Lekuo RTL9101 M.2 to 8-Port SATA HBA Review: True Multi-Port Architecture Without Multiplexing Compromises
Introduction
The evolution of M.2-based storage expansion continues with this Lekuo RTL9101-powered SATA HBA card, representing a fundamental architectural shift from previous generation designs. While superficially similar to existing M.2 SATA expansion solutions, this card delivers eight SATA 6Gbps ports through dual SFF-8087 connectors with a critical distinction: native port implementation rather than port multiplication. For homelab administrators and storage enthusiasts working within M.2 form factor constraints, this represents a meaningful upgrade in both performance predictability and power management sophistication.
You can buy this HBA with the link below:
https://lekuo.shop/products/lekuo-8-port-m-2-pcie-3-0-sata-expansion-card
What’s in the box
The card and the included two SFF-8087 to SATA cables are packaged in an unassuming cardboard box - they even included a M.2 screw, which is nice.
Hardware Overview
This M.2 card leverages the Realtek RTL9101 PCIe-to-SATA bridge chipset, a design that natively supports nine independent SATA 3.1 controllers. Due to M.2 form factor limitations, the card implements eight of these controllers through two SFF-8087 connectors, each delivering four SATA 6Gbps ports. The card operates over a PCIe 3.0 x2 interface, providing 16Gbps of theoretical bandwidth shared across all connected drives.
Key Specifications:
Chipset: Realtek RTL9101
Interface: PCIe 3.0 x2 (M.2 M-Key)
SATA Ports: 8 (via 2x SFF-8087)
SATA Standard: SATA 3.1 (6Gbps per port)
Controller Type: AHCI 1.31 compliant
Onboard Storage: Customized SPI flash with embedded AHCI driver
The Critical Architectural Difference
Understanding what sets this card apart requires examining how previous generation M.2 SATA HBAs achieved multi-port expansion. The widely used JMB585+JMB575 solution provides five native SATA ports from the JMB585 controller, then uses the JMB575 port multiplier chip to convert one of those ports into four additional ports. This means four drives share the bandwidth of a single SATA connection, creating potential bottlenecks during simultaneous operations.
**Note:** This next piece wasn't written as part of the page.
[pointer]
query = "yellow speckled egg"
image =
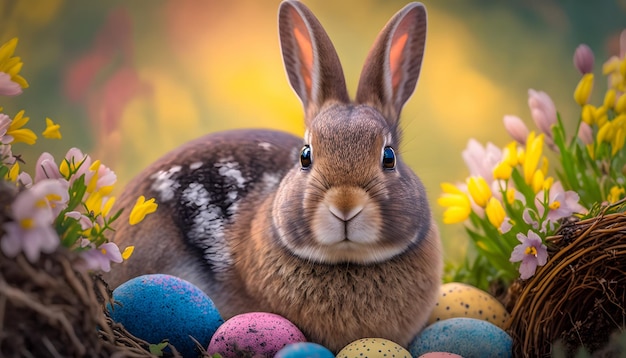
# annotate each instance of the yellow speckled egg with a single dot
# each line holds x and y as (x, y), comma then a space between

The RTL9101 takes a fundamentally different approach. This chipset natively implements nine independent SATA controllers without relying on port multiplication. Each of the eight exposed ports operates as a true SATA controller with dedicated resources. Bandwidth distribution happens dynamically at the PCIe level rather than through fixed port multiplication hierarchies. This architecture delivers more predictable performance when multiple drives are active simultaneously.
Power Management and Advanced Features
The RTL9101 brings an impressive array of power management capabilities that exceed what's typically found in budget storage controllers:
PCIe Power States:
L0: Active state
L0s: Rapid entry/exit low power state
L1: Deeper power saving with higher latency
L1 + CLKREQ#: Advanced low power with Rx/Tx and PLL shutdown
L1 substates: L1.1 and L1.2 for granular power optimization
Additional Capabilities:
Latency Tolerance Reporting (LTR)
Link Power Management (L1.off and L1.snooze)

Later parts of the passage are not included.